Swimming Pool (2003)
6/10
Trauma as Narrative in Swimming Pool
13 February 2005
Warning: Spoilers
I do not agree with the majority that the filmmaker intended the protagonist's stay at the house to be a creative hallucination. I think that there are enough narrative details to work out the whole thing. My view is that the girl who appears at the house -- Julie -- is the publisher's daughter, and that the girl who appears at the end of the movie in the publisher's office -- Julia -- is the child that he had with Julie (and therefore his daughter/ granddaughter). In other words, the publisher raped his daughter Julie, and the child they had is Julia. I took the point of the final sequence to be the writer's noting the similarity between mother and child.

Julie displays classic symptoms of having been sexually abused as a child by her father. First, she is a nymphomaniac with a penchant for older men (she is repeating the traumatic event). Second, she experiences a complete fugue when she hysterically identifies the protagonist as her mother and fears that she had abandoned her (the way her real mother abandoned her and allowed her to be raped by her father.) Third, Julie makes numerous references to the sexually predatory nature of her father: "He's the king of the orgies"; "you're his latest conquest"; and her introducing one of her older lovers to Marcel as "her father." Fourth, the murder of the waiter is what she has wanted to do to her father (and to all men), and it occurs when she has cast the writer as her mother and therefore returned to the dynamics of her rape.

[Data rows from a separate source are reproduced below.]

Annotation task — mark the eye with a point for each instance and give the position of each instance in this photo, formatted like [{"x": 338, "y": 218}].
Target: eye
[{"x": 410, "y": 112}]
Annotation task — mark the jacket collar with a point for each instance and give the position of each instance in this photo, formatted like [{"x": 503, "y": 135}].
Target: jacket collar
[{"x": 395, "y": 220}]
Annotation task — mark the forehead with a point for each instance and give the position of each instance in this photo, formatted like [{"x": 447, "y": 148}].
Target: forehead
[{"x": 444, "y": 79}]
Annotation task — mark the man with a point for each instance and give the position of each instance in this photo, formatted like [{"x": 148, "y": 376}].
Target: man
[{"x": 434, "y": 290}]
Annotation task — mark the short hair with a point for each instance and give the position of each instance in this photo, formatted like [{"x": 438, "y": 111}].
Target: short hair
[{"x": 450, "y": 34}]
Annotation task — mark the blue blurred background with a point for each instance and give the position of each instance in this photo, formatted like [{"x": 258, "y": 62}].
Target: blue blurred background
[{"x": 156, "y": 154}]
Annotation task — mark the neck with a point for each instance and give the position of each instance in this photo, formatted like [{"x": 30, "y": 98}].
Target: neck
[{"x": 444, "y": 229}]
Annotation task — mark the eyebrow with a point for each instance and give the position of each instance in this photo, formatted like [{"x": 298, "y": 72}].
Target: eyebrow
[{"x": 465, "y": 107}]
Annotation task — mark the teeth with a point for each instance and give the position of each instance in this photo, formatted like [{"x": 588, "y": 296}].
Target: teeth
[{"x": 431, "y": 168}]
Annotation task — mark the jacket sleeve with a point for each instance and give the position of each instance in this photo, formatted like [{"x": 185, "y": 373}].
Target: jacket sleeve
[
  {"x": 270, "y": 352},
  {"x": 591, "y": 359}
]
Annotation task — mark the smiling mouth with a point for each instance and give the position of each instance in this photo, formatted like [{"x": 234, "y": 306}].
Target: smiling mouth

Further bits of narrative emerge when, at their dinner, Julie tells the writer that her first sexual experience was at 13. I think this experience was her rape by the publisher. It's not stated how old Julie is, but, assuming she's in her mid-twenties, the girl Julia at the end could certainly be her daughter if she had her at 13. I think that Marcel's daughter's stating nervously that Julie's mother's death was an "accident" suggests that, distraught over the publisher's rape of her daughter, she killed herself. The large stomach scar is the Cesarean section by which the incestuous child Julia was born.

The novel that the protagonist writes is the story of this incestuous rape. The detective writer has found her biggest mystery yet -- a family mystery, and her publisher is the villain. This is why he tries to undermine her confidence about the book and suggests that it shouldn't be published. If it were, then the story of his incestuous villainy would be known.

The way the protagonist smiles so warmly at Julia when she sees her at the office is meant to display her warmly realizing how she resembles her mother Julie in some ways (although much younger and not yet sexualized.) And the final scene of the waving is meant to further identify the mother with her child.

In this way, the movie employs the same family secret as "Chinatown."